L-3 Communications Logo
Source: Wikimedia Commons

10. L3 Communications
> Arms sales: $8.77 billion
> Total sales: $10.47 billion
> Profit: $282 million
> Employees: 38,000

L3 Communication divides its business into three segments: electronic systems, aerospace systems, and communication systems. Though the company has private and commercial clients, including airports worldwide that use L3’s screening technology at security checkpoints, it is primarily a defense contractor.

Defense contracts accounted for some 84% of the company’s $10.47 billion in 2015 sales. Recently, the company won a contract with the U.S. Navy to manufacture power distribution and switchgear components for Virginia Class Submarines.

9. Finmeccanica
> Arms sales: $9.30 billion
> Total sales: $14.41 billion
> Profit: $584 million
> Employees: 47,160

Italian aerospace company Finmeccanica, after a wave of restructuring, mergers, and consolidation, was renamed Leonardo in the middle of last year. The change somewhat reflects the financial struggles of companies that depend on government spending in European countries, many of which have implemented severe austerity measures in recent years.
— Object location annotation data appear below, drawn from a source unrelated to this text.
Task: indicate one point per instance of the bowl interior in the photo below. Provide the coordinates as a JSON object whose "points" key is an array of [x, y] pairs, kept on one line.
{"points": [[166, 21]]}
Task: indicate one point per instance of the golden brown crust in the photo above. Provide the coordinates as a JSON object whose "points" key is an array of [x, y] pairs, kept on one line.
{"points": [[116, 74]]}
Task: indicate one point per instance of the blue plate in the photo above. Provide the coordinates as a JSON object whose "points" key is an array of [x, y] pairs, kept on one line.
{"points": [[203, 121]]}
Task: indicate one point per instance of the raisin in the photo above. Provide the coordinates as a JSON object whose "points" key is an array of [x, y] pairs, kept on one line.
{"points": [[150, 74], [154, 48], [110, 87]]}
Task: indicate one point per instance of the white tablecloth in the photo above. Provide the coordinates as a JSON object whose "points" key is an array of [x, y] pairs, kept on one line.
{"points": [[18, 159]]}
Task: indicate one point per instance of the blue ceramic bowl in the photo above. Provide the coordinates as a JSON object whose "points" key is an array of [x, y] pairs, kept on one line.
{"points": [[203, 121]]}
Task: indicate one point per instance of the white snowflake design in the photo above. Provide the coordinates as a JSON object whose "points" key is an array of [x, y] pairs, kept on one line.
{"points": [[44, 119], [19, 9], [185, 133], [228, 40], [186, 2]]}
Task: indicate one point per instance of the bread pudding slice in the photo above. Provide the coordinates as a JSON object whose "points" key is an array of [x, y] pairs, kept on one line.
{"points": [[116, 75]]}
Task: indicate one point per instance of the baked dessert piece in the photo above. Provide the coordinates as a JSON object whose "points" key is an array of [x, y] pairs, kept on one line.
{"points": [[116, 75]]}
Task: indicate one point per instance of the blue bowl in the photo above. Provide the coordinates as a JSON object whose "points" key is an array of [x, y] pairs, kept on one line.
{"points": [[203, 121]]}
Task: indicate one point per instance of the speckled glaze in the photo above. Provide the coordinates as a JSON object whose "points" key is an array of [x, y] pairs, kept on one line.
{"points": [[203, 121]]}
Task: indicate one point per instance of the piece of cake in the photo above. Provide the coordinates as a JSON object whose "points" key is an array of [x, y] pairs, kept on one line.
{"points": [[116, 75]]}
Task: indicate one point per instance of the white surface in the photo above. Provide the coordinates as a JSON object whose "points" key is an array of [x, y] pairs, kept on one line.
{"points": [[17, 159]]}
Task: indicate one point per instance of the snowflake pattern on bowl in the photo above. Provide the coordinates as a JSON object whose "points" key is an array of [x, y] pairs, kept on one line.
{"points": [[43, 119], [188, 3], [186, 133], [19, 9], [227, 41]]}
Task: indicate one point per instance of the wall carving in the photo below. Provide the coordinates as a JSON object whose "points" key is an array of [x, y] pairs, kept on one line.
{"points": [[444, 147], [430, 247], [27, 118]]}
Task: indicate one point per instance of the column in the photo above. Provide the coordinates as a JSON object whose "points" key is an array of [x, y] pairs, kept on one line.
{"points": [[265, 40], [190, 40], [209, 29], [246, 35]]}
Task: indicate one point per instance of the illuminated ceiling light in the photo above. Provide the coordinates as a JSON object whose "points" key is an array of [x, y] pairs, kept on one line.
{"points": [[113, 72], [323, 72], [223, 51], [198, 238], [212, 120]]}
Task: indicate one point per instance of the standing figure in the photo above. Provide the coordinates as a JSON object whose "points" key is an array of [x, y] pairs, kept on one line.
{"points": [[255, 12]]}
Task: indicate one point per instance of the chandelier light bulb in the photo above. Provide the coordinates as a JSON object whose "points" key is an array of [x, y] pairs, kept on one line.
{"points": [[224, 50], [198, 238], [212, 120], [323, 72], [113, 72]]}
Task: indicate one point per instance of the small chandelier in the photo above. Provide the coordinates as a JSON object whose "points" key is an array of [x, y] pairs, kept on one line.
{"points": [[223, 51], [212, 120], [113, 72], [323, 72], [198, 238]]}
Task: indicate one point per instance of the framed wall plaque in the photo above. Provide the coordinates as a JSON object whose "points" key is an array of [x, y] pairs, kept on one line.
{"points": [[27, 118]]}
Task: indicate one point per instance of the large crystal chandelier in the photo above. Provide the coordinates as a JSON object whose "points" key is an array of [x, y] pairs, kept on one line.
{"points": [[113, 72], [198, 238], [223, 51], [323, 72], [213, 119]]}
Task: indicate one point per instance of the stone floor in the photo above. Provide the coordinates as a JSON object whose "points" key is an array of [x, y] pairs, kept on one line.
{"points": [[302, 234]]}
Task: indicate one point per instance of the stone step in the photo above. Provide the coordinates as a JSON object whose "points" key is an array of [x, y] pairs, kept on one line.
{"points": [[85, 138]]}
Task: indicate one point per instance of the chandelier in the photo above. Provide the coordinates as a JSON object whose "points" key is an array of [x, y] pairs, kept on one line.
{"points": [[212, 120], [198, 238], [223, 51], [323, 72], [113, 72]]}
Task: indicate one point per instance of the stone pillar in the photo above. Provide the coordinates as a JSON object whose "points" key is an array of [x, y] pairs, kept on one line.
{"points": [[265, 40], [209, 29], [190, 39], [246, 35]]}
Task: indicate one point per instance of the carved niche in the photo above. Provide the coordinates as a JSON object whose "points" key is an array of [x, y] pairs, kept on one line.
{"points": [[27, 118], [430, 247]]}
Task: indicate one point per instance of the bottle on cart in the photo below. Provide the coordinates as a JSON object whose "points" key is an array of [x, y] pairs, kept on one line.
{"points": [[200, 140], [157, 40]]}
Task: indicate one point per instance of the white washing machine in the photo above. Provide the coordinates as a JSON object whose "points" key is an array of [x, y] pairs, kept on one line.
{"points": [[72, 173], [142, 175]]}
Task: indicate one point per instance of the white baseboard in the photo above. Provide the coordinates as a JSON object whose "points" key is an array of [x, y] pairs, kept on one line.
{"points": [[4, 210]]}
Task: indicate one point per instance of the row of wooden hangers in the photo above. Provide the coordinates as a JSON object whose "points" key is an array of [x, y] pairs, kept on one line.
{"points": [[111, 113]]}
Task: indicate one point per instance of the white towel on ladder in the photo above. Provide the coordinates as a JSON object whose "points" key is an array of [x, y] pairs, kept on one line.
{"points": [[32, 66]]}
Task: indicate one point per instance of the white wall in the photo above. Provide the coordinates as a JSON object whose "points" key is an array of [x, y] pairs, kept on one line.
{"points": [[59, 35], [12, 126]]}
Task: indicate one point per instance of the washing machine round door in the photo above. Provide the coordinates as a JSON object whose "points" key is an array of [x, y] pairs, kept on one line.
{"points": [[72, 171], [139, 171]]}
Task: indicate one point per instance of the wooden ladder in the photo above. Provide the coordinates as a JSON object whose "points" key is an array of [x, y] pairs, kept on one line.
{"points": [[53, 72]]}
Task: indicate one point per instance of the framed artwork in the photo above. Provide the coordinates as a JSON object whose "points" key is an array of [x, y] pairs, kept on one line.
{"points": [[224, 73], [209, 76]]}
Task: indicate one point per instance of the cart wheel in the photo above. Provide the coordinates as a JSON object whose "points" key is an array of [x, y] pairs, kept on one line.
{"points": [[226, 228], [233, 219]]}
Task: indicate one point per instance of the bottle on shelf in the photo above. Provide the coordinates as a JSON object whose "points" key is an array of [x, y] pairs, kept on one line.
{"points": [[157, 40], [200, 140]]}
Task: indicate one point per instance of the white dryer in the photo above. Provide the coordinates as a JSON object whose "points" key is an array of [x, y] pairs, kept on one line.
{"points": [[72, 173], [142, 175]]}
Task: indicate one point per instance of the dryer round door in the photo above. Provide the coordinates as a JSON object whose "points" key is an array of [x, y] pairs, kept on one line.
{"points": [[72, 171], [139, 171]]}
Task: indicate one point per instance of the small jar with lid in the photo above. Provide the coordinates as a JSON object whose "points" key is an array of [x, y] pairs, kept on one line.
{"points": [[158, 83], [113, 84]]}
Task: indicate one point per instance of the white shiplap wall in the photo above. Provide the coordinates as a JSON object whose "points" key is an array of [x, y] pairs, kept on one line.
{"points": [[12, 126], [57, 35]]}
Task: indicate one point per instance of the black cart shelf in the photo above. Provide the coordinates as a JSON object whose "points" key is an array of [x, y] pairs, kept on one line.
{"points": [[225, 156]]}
Finmeccanica posted in 2011 a net loss of $3.0 billion, which the company attributed to ongoing corruption probes in Italy but also partially to market fluctuations across the continent. At the end of last year, the Canadian government selected Airbus Group over Leonardo for a contract to replace the country’s 19 search-and-rescue planes.

The company remains one of the largest military procurement companies in the world, and as of its latest fiscal year had returned to profitability.

United Technologies Corp Logo
Source: Wikimedia Commons

8. United Technologies Corp.
> Arms sales: $9.50 billion
> Total sales: $61.05 billion
> Profit: $4.36 billion
> Employees: 197,200

A major conglomerate with interests in a range of industries, United Technologies reported over $61 billion in sales in 2015, only 16% of which came from defense contracts. Still, the company ranks as the eighth largest defense contractor in the world. The company’s aerospace division develops and manufactures a range of military technology, from submarine stealth composites to fighter jet ejection seats. Pratt & Whitney, a United Technologies subsidiary company, manufactures engines used in military aircraft worldwide, including the F-22 Raptor and F-16 fighter jets. Pratt & Whitney accounted for $4.23 billion of the company’s total 2015 sales.

United Technologies’s commercial subsidiaries include air conditioning unit manufacturer Carrier and Otis, the world’s largest elevator installer and maintainer.

Airbus Group
Source: Curimedia / Wikimedia Commons

7. Airbus Group
> Arms sales: $12.86 billion
> Total sales: $71.48 billion
> Profit: $3.0 billion
> Employees: 136,570

Europe’s largest aircraft manufacturer, Airbus Group, has three divisions: commercial, defense and space, and helicopters. The company is the largest helicopter manufacturer in the world, with a 47% market share. Most of helicopters the company sells are for military purposes. Other military related products include cybersecurity technology development as well as fighter jet and unmanned drone manufacturing.

Despite ranking among the world’s largest defense contractors, less than a fifth of Airbus’s 2015 revenue were weapons related. The company also manufactures a range of non-military satellites, and it delivered 635 commercial aircraft in 2015.

General Dynamics Logo
Source: Wikimedia Commons

6. General Dynamics Corp.
> Arms sales: $19.24 billion
> Total sales: $31.47 billion
> Profit: $2.97 billion
> Employees: 99,900

General Dynamics manufactures and sells a range of military equipment, including ammunition, amphibious vehicles, armoured vehicles, and combat tanks. In addition, General Dynamics owns Bath Iron Works, a naval shipyard that is currently under contract to build the U.S. Navy’s new Zumwalt Class DDG-100 destroyer. The ship costs approximately $4 billion.

Well over half of General Dynamics’ revenue comes from arms sales, the vast majority of which are through contracts with the U.S. DoD. Only 13% of the company’s 2015 revenue came from contracts with foreign governments.